Tokyo Gov. Yuriko Koike on Wednesday pledged to suppress the spread of the coronavirus in the Japanese capital to ensure a safe Olympics as it quietly marked 100 days to go until the global sporting event.
"I sincerely look forward to seeing all athletes from Japan and abroad, who have been training very hard, staging a wonderful games by holding the event with everyone in 100 days from now," Koike said at a ceremony at the metropolitan government building.
Her comments came as Tokyo experiences a renewed surge in coronavirus infections, with many questions still remaining over how the Olympics can open on July 23 amid the global health crisis.
Tokyo Olympics mascot Miraitowa poses for a photo with an Olympic rings monument erected on the summit of Mt. Takao in Tokyo's Hachioji on April 14, 2021. (Pool photo)(Kyodo)
Japanese organizers and the International Olympic Committee have vowed to prioritize safety at the Tokyo Games, which were postponed in March last year. But the public continues to be skeptical about the roughly two-week event with the pandemic far from over and the vast majority of people in Japan not yet vaccinated.
The Japanese government was forced last week to designate the capital as requiring stronger COVID-19 measures, with the move coming less than a month after a state of emergency over the virus was lifted.
Tokyo on Wednesday confirmed another 591 daily cases of infection, the highest number since the end of the second emergency on March 21. Across Japan, more than 4,000 cases were reported for the first time since Jan. 28, as highly contagious variants are spreading in several parts of the country.
Koike said that the current quasi-state of emergency until May 11 will be a "crucial period" to "win the battle against the coronavirus" before hosting the Olympics.
Two low-key ceremonies were held in the morning to celebrate the milestone, but neither was advertised to the public beforehand to prevent people from gathering.

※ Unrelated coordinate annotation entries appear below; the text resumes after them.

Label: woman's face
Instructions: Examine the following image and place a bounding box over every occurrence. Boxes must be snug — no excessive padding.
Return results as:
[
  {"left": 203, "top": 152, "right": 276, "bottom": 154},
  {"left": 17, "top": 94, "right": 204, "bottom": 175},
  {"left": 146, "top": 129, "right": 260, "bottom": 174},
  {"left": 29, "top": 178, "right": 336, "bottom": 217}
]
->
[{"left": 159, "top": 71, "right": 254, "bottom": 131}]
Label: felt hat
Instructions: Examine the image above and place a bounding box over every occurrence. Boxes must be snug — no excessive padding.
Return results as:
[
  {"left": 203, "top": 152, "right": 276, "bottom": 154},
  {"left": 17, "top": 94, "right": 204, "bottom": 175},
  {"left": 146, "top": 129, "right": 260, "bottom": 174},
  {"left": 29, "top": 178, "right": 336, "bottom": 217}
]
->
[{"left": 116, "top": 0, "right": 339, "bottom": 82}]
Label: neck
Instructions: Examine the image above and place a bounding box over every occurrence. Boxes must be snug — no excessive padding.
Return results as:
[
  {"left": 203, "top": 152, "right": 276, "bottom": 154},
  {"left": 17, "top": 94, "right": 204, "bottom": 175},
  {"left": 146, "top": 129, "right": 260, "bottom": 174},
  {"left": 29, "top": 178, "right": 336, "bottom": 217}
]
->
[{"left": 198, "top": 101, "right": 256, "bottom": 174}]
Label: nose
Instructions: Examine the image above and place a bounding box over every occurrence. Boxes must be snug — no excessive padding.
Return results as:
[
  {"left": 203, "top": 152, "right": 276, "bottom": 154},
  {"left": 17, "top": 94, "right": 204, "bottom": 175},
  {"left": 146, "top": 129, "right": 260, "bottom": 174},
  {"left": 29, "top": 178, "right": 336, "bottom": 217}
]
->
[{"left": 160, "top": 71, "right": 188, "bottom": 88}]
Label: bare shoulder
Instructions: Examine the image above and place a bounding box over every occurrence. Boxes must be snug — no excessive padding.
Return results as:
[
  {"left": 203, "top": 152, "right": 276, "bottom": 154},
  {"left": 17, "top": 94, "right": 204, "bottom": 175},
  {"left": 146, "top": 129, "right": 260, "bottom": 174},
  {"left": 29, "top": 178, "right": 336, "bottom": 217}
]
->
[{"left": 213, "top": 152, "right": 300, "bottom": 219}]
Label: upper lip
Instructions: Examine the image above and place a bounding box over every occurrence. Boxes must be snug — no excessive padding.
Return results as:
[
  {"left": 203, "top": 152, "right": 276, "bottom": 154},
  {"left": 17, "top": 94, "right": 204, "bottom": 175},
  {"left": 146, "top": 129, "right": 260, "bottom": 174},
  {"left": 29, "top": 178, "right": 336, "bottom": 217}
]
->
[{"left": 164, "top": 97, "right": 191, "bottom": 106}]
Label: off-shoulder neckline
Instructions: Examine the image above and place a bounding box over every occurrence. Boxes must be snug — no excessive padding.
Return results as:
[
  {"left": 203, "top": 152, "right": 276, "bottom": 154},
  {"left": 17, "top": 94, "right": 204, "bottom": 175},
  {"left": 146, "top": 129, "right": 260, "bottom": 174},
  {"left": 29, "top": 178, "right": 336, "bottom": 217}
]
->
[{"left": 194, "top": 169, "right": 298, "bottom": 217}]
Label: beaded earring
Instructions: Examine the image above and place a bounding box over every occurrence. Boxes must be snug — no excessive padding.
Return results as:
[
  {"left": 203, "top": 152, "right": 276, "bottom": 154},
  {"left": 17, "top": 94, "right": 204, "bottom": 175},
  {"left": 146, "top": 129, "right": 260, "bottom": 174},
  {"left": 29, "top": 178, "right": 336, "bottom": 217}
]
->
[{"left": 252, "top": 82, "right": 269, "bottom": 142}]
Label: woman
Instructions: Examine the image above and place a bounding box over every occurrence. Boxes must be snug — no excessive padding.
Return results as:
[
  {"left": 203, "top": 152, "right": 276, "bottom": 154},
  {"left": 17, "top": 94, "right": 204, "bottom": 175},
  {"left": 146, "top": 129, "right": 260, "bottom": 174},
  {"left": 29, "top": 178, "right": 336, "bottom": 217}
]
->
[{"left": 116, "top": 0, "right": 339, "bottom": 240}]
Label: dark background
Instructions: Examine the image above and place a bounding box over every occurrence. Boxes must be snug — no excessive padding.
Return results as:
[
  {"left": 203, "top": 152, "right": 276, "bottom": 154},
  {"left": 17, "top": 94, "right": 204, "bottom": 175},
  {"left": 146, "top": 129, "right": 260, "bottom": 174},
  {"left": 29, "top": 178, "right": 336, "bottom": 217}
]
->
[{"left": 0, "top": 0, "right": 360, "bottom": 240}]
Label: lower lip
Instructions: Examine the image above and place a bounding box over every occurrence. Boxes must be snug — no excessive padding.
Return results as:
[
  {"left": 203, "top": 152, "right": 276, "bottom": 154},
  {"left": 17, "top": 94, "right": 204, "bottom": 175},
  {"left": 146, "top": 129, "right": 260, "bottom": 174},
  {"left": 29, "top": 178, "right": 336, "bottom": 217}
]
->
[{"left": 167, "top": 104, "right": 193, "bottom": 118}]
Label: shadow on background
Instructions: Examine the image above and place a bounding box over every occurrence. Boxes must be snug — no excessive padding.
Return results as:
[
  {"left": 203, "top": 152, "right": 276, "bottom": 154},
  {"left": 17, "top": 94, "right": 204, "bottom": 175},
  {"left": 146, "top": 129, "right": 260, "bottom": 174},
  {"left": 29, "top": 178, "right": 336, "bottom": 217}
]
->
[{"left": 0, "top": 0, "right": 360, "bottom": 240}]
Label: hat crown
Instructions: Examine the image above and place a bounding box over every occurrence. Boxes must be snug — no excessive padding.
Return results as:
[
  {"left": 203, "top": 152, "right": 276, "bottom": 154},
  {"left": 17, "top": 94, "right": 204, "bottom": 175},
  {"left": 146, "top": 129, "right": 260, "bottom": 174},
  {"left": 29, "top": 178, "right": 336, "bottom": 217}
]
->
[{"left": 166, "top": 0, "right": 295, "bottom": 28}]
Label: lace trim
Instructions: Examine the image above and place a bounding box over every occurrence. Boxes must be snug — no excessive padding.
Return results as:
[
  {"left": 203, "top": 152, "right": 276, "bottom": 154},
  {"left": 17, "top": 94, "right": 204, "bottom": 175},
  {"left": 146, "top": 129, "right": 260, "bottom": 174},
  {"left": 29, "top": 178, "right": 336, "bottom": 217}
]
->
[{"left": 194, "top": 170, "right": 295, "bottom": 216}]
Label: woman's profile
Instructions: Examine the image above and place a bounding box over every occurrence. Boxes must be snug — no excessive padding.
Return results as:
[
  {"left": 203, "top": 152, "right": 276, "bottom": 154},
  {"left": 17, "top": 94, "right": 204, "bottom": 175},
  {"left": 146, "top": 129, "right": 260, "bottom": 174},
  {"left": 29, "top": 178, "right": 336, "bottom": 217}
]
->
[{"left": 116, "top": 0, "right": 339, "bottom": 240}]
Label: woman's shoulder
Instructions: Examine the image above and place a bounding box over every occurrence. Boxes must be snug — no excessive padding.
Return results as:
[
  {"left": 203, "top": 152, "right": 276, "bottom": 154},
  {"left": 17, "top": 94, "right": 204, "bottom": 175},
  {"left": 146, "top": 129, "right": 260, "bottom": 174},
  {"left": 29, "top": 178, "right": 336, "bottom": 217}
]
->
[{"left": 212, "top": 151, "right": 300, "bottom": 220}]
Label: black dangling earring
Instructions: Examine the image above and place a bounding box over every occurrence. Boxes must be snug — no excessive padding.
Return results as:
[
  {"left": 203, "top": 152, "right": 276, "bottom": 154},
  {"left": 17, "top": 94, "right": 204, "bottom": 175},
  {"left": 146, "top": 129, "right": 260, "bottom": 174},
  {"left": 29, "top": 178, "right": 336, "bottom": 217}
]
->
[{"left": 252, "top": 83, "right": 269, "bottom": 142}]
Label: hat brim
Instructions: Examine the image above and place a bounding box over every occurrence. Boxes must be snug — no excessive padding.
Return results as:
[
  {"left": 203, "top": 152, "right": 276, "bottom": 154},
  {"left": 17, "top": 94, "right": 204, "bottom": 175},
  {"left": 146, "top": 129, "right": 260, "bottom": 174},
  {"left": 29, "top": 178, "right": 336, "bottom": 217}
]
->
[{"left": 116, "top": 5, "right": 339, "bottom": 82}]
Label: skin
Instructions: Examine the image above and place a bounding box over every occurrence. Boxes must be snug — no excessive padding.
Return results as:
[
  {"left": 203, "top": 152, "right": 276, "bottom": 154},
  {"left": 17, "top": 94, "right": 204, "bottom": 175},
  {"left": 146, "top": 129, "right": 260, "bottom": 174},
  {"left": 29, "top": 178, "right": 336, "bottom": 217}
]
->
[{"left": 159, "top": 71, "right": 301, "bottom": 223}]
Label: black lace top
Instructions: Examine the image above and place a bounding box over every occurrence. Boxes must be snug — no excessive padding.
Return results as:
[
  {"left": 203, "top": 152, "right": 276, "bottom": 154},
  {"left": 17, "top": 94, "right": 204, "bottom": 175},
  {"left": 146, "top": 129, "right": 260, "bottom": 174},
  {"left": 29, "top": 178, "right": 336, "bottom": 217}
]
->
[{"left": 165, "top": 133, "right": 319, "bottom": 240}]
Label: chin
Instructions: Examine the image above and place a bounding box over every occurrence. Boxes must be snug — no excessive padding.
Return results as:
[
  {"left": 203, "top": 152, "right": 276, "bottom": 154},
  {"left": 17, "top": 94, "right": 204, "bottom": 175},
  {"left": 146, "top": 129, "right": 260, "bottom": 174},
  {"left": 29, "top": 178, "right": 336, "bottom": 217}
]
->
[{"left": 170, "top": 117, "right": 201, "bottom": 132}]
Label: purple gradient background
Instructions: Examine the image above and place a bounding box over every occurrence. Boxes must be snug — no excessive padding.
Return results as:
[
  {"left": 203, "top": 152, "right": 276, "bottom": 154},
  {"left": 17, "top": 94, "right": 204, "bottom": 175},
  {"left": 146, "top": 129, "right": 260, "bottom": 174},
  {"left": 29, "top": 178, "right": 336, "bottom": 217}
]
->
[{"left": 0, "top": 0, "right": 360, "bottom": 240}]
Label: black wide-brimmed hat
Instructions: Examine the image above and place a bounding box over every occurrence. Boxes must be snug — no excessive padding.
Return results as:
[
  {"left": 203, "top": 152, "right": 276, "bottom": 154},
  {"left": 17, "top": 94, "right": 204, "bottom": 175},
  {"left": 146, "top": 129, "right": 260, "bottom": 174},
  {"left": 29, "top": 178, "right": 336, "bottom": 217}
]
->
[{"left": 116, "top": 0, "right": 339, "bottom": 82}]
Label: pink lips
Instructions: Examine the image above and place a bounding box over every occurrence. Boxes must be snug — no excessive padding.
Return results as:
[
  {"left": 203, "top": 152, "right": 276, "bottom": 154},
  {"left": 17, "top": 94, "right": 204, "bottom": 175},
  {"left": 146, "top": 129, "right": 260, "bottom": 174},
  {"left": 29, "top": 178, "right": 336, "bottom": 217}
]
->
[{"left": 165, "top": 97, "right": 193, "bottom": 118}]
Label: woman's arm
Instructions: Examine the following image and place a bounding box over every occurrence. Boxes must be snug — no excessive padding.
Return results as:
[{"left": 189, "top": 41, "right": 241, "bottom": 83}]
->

Statues of the two Tokyo Games mascots were unveiled at the metropolitan government building, while an Olympic rings monument was erected on the summit of Mt. Takao, a popular hiking destination on the outskirts of the capital, in foggy weather.
The National Stadium, which is the main Olympic venue that will hold the opening and closing ceremonies, and the iconic Tokyo Sky Tree, a 634-meter tower, were among the landmarks that were lit up in the five colors of the Olympic flag in the evening.
John Coates, who chairs the IOC's coordination commission that monitors preparations for the Olympics, expressed confidence they will go ahead this summer.
"Tokyo...is ready. Over the next 100 days, we will finalize necessary countermeasures," he told reporters in an online press conference, while emphasizing that the organizers will be "prepared for the worst situation."
But they have been struggling to turn public opinion in Japan back in favor of the Olympics. A Kyodo News survey released Monday showed only 24.5 percent believe the games should go ahead this summer.
The nationwide torch relay that started March 25 has lacked a festive atmosphere and indicates how difficult it is to organize a major event during the global health crisis.
The two-day leg in Osaka Prefecture through Wednesday was rerouted off public roads following record numbers of COVID-19 cases, with torchbearers running in an empty park instead.
The Olympics will feature over 10,000 athletes from around the world competing in a record 33 sports. But to prevent the spread of the virus, the event is set to look completely different from a typical Summer Games.
Due to fears that the Olympics could become a global super-spreader event, spectators from overseas will not be allowed to attend, and competitions are expected to be held in front of a limited number of people living in Japan.
Meanwhile, athletes will be tested for the virus regularly, while they will only be allowed to travel to their venues and other limited locations using designated vehicles, unless given special permission.
"Certainly, it's not a case of everyone just being positive, but personally I really feel many people gain courage through athletes' efforts," said Rikako Ikee, a Japanese swimming star who is set to compete in two Olympic events, less than three years after being diagnosed with leukemia.
According to the IOC, over 65 percent of Tokyo Olympic berths have been filled. Some of those remaining qualifiers will double as test events at venues in the host city.
This month, the Tokyo Games organizing committee held its first test event since the one-year postponement caused by the pandemic. It will also release the second version of its "playbook," rules of conduct and COVID-19 guidelines for athletes, officials and stakeholders involved with the Olympics and Paralympics.
Japan has logged over 517,000 infections and about 9,500 deaths due to the coronavirus, both figures lower than most major economies. But Tokyo's total confirmed cases of more than 127,000 are by far the highest among regions in the country.
After the Olympic closing ceremony on Aug. 8, the Paralympics will be held in the capital from Aug. 24 to Sept. 5.